Calcineurin Contributes to the Enhancing Effect of Adenosine on Nerve Growth Factor-Induced Neurite Outgrowth via the Decreased Duration of p38 Mitogen-Activated Protein Kinase Phosphorylation

Department of Pathobiological Science, Obihiro University of Agriculture and Veterinary Medicine, Hokkaido, Japan.
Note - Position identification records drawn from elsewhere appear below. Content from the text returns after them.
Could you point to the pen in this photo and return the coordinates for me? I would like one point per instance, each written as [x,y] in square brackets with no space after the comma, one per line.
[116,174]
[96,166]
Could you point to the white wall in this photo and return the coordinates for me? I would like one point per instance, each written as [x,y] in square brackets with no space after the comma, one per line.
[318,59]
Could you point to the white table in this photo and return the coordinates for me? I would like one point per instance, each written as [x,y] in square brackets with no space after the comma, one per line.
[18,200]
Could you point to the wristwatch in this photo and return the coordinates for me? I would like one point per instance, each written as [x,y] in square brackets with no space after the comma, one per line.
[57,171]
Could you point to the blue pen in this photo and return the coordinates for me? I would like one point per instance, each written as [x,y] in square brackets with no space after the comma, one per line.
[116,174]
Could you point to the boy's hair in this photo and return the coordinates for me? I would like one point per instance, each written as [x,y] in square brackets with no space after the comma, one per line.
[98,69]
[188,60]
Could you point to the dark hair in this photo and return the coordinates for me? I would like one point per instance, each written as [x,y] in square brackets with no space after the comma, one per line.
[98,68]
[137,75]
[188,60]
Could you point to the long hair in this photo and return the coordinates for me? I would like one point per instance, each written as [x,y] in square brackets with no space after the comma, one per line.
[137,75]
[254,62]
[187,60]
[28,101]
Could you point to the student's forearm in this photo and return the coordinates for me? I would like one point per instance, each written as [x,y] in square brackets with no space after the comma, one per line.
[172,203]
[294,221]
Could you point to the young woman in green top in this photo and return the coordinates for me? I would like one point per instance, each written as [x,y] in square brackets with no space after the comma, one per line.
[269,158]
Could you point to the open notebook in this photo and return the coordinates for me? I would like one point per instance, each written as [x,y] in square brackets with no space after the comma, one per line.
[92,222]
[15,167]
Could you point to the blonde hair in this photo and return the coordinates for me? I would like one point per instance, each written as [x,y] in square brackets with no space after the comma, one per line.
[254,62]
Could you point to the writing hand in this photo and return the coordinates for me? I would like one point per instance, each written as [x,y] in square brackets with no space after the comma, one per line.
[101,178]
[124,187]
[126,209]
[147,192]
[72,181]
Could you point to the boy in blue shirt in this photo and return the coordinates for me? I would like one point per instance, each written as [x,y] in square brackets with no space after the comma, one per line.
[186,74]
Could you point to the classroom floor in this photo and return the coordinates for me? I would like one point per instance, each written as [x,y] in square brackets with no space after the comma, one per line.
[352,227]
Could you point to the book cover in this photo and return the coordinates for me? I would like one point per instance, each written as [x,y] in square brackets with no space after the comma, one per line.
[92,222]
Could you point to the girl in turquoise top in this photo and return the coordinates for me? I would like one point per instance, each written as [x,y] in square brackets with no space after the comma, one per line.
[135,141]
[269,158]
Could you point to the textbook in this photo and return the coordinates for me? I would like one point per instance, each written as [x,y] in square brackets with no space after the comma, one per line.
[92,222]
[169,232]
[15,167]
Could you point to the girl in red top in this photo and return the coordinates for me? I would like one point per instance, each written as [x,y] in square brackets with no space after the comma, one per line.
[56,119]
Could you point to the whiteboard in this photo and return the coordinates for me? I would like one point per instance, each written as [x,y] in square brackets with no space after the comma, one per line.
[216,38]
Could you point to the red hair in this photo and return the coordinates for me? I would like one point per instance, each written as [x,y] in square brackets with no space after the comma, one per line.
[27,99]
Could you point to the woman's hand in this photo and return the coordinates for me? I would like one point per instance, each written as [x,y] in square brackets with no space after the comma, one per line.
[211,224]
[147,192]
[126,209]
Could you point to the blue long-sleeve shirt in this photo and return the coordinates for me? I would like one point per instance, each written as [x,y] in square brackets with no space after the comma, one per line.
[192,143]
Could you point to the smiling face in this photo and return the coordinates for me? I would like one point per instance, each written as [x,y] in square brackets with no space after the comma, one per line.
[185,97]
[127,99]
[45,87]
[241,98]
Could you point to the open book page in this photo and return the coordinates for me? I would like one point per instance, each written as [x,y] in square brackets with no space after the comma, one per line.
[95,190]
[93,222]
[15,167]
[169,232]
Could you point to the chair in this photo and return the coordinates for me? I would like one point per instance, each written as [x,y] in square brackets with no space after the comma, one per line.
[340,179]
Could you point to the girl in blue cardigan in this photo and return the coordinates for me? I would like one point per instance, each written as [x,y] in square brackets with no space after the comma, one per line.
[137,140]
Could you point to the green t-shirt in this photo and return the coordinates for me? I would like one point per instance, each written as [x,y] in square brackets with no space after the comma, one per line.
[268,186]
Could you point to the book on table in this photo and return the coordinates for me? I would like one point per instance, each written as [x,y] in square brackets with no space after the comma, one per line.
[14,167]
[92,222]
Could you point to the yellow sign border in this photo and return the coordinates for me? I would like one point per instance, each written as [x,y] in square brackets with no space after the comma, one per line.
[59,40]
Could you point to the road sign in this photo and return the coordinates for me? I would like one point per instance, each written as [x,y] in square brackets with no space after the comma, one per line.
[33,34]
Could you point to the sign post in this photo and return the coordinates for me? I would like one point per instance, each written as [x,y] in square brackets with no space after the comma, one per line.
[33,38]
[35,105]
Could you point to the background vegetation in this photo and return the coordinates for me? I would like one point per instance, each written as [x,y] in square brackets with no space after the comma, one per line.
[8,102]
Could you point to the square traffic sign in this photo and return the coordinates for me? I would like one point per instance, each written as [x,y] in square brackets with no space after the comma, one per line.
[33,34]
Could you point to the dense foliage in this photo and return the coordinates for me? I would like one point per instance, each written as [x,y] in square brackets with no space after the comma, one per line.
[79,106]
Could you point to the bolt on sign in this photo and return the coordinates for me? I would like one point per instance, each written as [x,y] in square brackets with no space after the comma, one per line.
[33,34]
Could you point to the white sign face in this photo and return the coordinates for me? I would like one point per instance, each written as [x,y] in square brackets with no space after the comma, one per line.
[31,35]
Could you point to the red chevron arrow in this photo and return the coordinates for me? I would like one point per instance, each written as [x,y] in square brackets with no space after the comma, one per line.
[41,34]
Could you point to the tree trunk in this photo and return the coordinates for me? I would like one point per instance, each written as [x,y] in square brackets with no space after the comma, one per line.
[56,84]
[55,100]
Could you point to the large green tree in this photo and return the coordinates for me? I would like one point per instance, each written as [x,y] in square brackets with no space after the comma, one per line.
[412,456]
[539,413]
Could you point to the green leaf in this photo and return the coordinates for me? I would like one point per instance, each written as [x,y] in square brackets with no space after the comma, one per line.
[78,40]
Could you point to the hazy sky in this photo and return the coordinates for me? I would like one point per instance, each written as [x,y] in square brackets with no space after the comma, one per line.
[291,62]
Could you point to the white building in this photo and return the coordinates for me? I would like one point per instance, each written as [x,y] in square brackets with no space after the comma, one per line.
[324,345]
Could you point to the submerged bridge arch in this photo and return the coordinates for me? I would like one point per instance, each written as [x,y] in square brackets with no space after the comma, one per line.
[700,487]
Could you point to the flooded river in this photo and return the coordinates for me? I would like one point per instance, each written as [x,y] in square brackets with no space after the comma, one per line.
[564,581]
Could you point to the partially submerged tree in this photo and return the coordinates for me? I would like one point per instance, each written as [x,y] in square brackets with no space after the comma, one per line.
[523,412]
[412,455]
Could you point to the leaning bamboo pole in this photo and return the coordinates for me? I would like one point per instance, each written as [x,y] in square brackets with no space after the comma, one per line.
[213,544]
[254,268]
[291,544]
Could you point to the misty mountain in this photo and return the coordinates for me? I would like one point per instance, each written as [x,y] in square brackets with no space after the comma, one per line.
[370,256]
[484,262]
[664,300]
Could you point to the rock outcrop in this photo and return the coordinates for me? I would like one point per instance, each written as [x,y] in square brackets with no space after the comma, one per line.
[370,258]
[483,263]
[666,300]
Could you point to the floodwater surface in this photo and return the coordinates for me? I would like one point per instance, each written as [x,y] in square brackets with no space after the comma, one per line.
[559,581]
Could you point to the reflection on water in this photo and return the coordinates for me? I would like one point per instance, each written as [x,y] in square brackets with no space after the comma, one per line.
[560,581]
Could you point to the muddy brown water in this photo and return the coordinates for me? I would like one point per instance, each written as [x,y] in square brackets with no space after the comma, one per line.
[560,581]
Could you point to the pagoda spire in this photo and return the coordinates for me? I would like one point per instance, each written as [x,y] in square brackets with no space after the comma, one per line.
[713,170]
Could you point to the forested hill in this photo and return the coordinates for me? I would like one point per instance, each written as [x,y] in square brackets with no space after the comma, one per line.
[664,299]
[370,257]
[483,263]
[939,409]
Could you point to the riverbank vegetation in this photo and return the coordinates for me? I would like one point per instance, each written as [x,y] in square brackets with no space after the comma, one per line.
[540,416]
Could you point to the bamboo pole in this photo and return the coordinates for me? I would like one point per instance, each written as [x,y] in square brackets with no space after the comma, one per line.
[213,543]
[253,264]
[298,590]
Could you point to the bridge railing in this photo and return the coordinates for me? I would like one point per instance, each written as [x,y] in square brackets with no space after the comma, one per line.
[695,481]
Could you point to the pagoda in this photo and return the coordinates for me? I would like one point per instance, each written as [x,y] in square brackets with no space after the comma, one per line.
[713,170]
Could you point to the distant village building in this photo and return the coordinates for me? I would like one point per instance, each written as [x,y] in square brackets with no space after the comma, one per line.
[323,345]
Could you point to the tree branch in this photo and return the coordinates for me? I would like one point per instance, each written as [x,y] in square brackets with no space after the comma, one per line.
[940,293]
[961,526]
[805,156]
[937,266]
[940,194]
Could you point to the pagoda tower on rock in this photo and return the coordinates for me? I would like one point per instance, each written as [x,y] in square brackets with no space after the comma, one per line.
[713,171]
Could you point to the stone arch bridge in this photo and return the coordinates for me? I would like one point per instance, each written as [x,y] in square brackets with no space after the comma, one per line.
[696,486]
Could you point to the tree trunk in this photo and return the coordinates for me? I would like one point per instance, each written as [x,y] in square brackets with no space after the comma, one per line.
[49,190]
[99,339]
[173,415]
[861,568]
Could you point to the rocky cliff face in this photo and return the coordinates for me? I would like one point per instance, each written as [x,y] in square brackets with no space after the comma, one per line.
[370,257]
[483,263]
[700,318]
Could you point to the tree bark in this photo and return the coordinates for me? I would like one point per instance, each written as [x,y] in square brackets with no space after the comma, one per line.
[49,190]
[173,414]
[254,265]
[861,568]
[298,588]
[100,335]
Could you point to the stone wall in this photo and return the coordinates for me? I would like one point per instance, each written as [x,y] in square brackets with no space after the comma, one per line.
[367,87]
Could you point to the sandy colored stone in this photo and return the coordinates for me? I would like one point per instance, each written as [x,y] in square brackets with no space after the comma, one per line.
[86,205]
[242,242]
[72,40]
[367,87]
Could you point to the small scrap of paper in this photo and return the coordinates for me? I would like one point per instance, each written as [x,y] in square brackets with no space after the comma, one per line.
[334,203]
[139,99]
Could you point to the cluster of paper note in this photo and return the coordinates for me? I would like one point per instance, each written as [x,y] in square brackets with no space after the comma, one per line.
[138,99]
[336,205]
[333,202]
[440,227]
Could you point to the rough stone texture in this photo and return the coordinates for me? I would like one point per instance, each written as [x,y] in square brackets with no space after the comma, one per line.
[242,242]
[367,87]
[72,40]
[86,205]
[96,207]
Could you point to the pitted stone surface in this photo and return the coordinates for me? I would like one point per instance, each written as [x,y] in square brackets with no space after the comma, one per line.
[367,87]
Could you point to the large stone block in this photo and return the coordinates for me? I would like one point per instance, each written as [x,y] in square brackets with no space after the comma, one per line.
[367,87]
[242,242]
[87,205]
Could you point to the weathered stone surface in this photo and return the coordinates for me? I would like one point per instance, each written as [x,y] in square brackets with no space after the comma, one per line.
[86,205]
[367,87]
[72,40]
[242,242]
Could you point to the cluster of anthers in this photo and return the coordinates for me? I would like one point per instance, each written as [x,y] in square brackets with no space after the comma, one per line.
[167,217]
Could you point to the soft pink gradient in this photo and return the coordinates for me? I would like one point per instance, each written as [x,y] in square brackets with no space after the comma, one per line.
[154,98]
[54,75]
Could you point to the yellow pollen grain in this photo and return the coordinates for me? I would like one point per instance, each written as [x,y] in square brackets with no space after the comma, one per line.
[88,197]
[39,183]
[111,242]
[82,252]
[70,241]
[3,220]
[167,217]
Journal of Pharmacological Sciences (Impact Factor: 2.36). 06/2004; 95(1):124-31. DOI: 10.1254/jphs.95.124
Source: PubMed


Adenosine enhances nerve growth factor (NGF)-induced neurite outgrowth in PC12 cells. We found that adenosine increases NGF-induced phosphorylation of extracellular signal-regulated kinase (ERK), but decreases the duration of phosphorylation of p38 mitogen-activated protein (MAP) kinase. Therefore, we further examined the involvement of protein phosphatase in these effects of adenosine. FK506, a specific calcineurin inhibitor, inhibited the enhancing effect of adenosine on the NGF-induced neurite outgrowth and increased the duration of p38 MAP kinase phosphorylation without affecting ERK phosphorylation. These results suggest that adenosine decreases the duration of p38 MAP kinase via calcineurin activation, which contributes to the enhancement of NGF-induced neurite outgrowth.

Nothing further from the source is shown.